Samsung estaría desarrollando una nueva vía para mejorar uno de los pasos más delicados de la fabricación de chips. La compañía trabaja en algoritmos de simulación para litografía apoyados en computación cuántica e inteligencia artificial, según informa Seoul Economic Daily. El objetivo sería reducir tiempo y coste en procesos clave, pero también mejorar dos variables críticas en cualquier nodo avanzado: la densidad y el rendimiento final por oblea.
La litografía es, en esencia, el punto de partida del chip. Es la fase en la que se dibujan los circuitos sobre la oblea con ayuda de máquinas extremadamente complejas, como los escáneres de ASML. En los procesos más avanzados, ese paso condiciona buena parte del éxito del nodo. Si la litografía falla o no se optimiza bien, el impacto se nota después en la calidad del chip, en la cantidad de unidades válidas y en el coste de producción.
Según la información publicada en Corea, Samsung ya habría asegurado los algoritmos necesarios y estaría preparando una prueba de concepto para el próximo año. La parte técnica recaería en Samsung SDS, la división digital del grupo. Si los resultados son viables, esa tecnología pasaría después a Samsung Electronics, que es la filial que lidera la actividad principal del grupo en semiconductores.

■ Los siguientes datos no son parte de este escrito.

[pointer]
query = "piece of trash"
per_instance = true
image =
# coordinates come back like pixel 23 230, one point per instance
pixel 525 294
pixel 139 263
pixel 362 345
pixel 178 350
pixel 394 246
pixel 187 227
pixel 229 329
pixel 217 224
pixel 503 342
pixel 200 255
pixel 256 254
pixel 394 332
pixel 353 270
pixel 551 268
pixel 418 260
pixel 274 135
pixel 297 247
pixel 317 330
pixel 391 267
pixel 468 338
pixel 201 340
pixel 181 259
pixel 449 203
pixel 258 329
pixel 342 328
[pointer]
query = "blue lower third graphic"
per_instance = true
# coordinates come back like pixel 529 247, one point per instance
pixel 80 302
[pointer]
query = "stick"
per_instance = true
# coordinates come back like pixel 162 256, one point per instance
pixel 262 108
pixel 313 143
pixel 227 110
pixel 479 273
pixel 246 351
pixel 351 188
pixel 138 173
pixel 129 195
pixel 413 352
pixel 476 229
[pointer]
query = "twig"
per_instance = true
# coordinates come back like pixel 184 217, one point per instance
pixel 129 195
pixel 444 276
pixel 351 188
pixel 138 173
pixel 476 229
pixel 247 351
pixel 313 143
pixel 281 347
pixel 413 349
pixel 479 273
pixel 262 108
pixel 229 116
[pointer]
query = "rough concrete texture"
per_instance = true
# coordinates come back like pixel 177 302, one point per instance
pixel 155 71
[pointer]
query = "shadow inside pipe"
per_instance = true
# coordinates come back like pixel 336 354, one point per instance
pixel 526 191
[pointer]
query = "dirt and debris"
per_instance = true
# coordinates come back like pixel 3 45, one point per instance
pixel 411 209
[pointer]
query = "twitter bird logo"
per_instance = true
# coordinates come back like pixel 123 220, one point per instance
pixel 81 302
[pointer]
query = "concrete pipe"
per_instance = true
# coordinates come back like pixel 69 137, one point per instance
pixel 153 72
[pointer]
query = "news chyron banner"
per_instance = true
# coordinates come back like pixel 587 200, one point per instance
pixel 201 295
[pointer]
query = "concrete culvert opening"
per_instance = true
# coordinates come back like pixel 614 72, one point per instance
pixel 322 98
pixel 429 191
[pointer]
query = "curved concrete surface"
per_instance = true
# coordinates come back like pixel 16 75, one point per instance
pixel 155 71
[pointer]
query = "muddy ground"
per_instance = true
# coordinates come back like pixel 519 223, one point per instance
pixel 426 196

La propuesta combina dos capas. Primero se simularía la litografía mediante computación cuántica. Después, la inteligencia artificial se usaría para detectar y corregir errores en el proceso. Dicho de otro modo, Samsung quiere anticipar problemas antes de llegar a la fabricación real y, al mismo tiempo, afinar parámetros que afectan de forma directa al yield y a la densidad. En fabricación de chips, eso puede marcar una diferencia enorme entre un nodo competitivo y otro que no termina de despegar.
Un movimiento que encaja con la carrera por recortar distancia frente a TSMC
Este esfuerzo no aparece en el vacío. Samsung lleva tiempo intentando mejorar su posición frente a TSMC en procesos avanzados. La foundry taiwanesa ya usa tecnologías de NVIDIA para apoyar parte de su desarrollo, así que la incorporación de inteligencia artificial al diseño y la fabricación ya no es una rareza. La novedad aquí es el peso que podría ganar la computación cuántica dentro de las simulaciones, un terreno todavía mucho menos habitual en producción industrial.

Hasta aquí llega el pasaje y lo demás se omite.